WASHINGTON -- Rep. Don Young's Transportation Committee has given the U.S. Coast Guard a massive budget increase that could allow more fishing law enforcement work in Alaska.
The committee's budget views, however, have a long way to go before they become law.
President Bush requested about $5.2 billion for the Coast Guard for he fiscal year that starts July 1. That's $545 million above the current year.
The House Transportation and Infrastructure Committee on Wednesday decided that was not enough. The committee chaired by Young, R-Alaska, added $300 million for a total proposed increase of $845 million.
Young said Coast Guard operations in Alaska were curtailed this year because of a $92 million nationwide budget shortfall.
As a result, the Coast Guard "primarily concentrated on search and rescue," Young told the Fairbanks Daily News-Miner.
The enforcement problems involve foreign boats in U.S. waters, Young said.
"They would easily identify them from the air, but they couldn't go out and intercept them. They didn't have the fuel to run the ships," Young said.
Young and some other congressmen say the Coast Guard has been underfunded for years, but the shortfall this year was caused in part by the tangled budget process in Congress.
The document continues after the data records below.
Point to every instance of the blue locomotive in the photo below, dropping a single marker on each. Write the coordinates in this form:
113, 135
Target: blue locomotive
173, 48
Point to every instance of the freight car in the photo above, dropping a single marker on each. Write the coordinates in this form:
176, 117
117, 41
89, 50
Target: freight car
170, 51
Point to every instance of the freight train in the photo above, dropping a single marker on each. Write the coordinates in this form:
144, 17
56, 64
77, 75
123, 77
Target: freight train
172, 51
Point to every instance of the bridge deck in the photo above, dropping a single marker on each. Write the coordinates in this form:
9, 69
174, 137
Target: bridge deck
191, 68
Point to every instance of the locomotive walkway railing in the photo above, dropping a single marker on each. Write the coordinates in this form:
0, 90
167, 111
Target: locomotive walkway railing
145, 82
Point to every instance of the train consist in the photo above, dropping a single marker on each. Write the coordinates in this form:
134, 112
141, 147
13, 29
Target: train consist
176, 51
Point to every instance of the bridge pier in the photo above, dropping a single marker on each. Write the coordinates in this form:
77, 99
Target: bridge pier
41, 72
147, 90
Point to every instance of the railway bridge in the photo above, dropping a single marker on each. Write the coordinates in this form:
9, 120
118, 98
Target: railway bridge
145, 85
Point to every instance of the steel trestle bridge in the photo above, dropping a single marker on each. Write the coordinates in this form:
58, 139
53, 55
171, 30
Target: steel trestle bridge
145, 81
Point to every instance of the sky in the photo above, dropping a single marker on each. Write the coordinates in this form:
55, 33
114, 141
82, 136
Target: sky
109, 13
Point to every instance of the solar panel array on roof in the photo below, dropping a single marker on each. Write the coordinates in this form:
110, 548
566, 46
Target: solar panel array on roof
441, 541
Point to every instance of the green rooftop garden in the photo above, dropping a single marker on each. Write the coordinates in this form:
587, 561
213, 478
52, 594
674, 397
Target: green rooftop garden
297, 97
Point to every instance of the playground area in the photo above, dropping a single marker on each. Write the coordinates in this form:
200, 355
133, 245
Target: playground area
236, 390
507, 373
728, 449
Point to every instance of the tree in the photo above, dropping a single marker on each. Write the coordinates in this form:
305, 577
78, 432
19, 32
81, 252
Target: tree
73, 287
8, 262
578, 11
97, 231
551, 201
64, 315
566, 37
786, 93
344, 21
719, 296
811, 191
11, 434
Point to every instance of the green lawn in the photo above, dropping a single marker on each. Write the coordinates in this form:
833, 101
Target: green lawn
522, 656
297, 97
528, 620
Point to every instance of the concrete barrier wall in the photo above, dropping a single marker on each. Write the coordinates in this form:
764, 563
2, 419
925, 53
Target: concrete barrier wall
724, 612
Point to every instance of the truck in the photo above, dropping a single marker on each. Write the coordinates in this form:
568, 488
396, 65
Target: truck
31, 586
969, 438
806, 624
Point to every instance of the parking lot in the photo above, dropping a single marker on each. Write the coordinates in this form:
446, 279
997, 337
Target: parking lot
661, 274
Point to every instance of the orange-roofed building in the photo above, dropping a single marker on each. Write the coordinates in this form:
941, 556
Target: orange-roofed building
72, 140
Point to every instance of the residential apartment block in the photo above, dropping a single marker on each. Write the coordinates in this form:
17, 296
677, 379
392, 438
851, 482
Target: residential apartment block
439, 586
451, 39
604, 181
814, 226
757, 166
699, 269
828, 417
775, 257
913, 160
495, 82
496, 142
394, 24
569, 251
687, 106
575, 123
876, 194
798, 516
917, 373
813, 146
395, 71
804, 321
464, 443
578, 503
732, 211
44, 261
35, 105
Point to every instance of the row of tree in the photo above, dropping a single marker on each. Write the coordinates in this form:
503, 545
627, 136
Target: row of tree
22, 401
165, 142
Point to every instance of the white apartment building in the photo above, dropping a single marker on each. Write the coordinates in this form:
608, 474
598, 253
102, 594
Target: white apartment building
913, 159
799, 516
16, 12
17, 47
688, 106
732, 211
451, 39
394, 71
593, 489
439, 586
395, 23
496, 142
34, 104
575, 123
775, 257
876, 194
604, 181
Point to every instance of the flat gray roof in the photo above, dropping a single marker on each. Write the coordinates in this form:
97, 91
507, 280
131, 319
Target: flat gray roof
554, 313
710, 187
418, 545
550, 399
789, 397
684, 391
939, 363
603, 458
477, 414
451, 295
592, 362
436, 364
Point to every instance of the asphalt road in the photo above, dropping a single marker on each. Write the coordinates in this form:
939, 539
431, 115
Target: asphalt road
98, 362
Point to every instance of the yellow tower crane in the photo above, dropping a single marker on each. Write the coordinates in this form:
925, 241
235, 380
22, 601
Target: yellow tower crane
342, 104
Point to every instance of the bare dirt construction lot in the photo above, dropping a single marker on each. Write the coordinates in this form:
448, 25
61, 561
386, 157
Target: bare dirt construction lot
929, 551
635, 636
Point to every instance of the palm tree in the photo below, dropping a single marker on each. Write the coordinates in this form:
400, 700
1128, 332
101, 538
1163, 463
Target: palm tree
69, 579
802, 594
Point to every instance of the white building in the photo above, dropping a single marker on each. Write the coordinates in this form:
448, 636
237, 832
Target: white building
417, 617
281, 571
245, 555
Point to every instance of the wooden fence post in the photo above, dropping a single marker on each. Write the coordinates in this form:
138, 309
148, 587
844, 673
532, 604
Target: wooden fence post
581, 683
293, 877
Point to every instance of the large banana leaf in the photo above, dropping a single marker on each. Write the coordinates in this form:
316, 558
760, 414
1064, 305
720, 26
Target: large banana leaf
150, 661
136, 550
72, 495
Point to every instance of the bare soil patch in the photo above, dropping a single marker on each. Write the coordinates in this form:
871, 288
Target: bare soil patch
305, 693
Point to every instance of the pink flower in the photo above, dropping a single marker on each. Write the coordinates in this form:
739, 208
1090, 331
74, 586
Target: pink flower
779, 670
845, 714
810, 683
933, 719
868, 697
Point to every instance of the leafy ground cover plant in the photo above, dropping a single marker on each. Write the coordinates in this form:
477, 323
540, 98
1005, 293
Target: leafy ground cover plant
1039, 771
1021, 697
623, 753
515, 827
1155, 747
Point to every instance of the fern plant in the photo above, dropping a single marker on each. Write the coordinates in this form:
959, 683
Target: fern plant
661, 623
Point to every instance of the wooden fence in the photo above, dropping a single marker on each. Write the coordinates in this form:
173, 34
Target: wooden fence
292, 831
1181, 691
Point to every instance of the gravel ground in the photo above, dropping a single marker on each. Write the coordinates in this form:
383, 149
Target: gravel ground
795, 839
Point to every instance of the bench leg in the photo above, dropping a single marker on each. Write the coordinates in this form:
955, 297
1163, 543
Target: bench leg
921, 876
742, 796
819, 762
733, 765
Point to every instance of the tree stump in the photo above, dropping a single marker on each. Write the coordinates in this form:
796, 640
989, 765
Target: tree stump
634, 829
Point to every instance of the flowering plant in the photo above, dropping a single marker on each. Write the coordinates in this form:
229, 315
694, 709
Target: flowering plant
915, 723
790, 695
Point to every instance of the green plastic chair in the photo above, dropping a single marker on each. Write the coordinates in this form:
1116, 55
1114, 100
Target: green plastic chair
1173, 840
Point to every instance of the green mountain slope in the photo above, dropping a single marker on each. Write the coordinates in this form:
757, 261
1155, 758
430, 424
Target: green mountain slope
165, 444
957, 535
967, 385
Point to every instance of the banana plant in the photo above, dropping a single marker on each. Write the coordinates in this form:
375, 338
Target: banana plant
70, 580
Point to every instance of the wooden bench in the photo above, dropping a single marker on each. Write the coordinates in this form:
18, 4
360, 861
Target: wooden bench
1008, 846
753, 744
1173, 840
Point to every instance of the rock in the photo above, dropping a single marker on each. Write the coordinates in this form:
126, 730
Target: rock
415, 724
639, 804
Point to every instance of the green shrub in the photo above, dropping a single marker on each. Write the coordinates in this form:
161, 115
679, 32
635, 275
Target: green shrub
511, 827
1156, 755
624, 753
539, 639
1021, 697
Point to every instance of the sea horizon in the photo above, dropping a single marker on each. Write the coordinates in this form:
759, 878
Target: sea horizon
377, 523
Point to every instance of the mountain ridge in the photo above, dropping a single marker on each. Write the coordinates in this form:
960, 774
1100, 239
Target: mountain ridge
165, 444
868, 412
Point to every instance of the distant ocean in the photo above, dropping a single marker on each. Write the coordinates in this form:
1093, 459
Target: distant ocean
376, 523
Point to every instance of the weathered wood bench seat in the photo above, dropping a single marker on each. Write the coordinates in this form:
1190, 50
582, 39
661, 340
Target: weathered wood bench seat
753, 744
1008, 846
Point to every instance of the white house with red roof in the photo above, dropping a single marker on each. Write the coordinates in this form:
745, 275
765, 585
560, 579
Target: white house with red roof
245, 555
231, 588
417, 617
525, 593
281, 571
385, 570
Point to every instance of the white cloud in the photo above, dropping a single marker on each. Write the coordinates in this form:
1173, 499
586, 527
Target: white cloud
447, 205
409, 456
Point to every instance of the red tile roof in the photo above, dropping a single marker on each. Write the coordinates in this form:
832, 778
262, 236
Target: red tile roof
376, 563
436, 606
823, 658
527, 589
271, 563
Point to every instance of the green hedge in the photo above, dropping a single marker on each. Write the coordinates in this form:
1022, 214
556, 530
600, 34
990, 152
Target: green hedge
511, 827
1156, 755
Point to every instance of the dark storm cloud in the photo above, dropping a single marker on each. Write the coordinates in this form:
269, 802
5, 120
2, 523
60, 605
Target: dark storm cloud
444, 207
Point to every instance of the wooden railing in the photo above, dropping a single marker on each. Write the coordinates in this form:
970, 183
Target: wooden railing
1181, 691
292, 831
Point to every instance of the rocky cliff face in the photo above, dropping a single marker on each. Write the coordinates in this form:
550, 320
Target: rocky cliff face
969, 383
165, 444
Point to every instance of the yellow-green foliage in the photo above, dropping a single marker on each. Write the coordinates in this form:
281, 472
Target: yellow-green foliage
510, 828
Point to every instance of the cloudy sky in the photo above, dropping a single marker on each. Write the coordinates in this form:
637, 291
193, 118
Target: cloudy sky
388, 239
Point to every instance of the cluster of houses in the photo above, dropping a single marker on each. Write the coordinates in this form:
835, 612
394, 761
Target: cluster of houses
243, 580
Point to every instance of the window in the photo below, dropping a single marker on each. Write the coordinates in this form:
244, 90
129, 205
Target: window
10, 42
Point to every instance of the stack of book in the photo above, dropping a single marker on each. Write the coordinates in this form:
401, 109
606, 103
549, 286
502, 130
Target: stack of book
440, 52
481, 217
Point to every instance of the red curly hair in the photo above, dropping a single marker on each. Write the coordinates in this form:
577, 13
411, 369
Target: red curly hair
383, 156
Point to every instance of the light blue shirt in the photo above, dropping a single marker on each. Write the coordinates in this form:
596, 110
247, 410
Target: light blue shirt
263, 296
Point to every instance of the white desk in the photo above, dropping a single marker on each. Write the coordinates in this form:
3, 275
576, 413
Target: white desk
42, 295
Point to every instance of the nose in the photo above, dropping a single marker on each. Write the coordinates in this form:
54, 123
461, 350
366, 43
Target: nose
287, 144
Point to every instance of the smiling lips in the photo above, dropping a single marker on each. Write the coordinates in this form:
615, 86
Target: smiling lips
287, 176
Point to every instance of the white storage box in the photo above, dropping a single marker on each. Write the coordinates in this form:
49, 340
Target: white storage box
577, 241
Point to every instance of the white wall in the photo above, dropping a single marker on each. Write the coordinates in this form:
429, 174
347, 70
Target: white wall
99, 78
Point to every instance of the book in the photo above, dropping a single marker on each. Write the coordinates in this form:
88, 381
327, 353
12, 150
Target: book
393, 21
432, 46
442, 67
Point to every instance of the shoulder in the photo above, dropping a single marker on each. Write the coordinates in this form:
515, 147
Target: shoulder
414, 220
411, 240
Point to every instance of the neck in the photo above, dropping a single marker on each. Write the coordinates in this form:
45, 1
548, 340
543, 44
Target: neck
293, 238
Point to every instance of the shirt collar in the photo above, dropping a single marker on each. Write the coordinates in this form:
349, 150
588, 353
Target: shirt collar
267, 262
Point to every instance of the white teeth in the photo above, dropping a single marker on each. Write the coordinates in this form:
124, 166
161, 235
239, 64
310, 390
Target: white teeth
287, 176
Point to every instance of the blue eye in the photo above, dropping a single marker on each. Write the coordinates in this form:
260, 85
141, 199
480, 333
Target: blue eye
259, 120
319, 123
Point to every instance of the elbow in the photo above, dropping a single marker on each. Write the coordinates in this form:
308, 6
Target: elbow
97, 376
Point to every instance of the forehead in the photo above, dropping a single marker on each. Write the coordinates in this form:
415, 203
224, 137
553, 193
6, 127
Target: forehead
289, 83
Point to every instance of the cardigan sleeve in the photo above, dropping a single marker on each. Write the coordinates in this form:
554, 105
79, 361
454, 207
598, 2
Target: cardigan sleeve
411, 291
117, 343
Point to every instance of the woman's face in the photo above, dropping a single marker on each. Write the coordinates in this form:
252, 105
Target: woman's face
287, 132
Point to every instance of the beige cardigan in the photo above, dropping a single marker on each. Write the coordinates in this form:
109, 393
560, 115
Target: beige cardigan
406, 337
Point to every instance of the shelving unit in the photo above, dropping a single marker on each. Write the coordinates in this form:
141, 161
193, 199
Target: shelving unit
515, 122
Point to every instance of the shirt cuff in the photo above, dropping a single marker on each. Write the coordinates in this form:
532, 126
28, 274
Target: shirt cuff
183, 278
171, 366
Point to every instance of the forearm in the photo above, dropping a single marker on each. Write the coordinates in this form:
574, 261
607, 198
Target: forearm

Last year Congress passed the Coast Guard spending bill without accounting for military pay raises that it approved in a later bill. As a result, the service found itself short of cash and announced in March that it would reduce air and sea patrols by 10 percent.
Much of the proposed increase for next year would cover not just pay raises but also a new program to buy ships and aircraft. Bush's 2002 budget provides for both expenses but not enough to satisfy the committee.
"While the president's budget request proposes a solid increase to the Coast Guard's operating and acquisition accounts, the Coast Guard needs additional resources in the fiscal year 2002 budget to avoid the destructive cycle of budget shortfalls, operational cuts, and end-of-year supplemental bills," wrote Rep. Frank LoBiondo, R-N.J., in an April 27 briefing paper for members of the Coast Guard subcommittee, of which he is chairman.
The Transportation Committee's action may be encouraging for the Coast Guard, but it is only an authorizing committee. Such committees write the bills that guide where money may be spent and that cap how much may be spent. But the appropriations committees in Congress write the bills that actually spend the money, and they often approve less than the caps suggested by the authorizing committees.
"I have a little problem with some of the appropriators. They don't quite see the urgency of it," Young said. "Everybody should be hitting their appropriators over the head."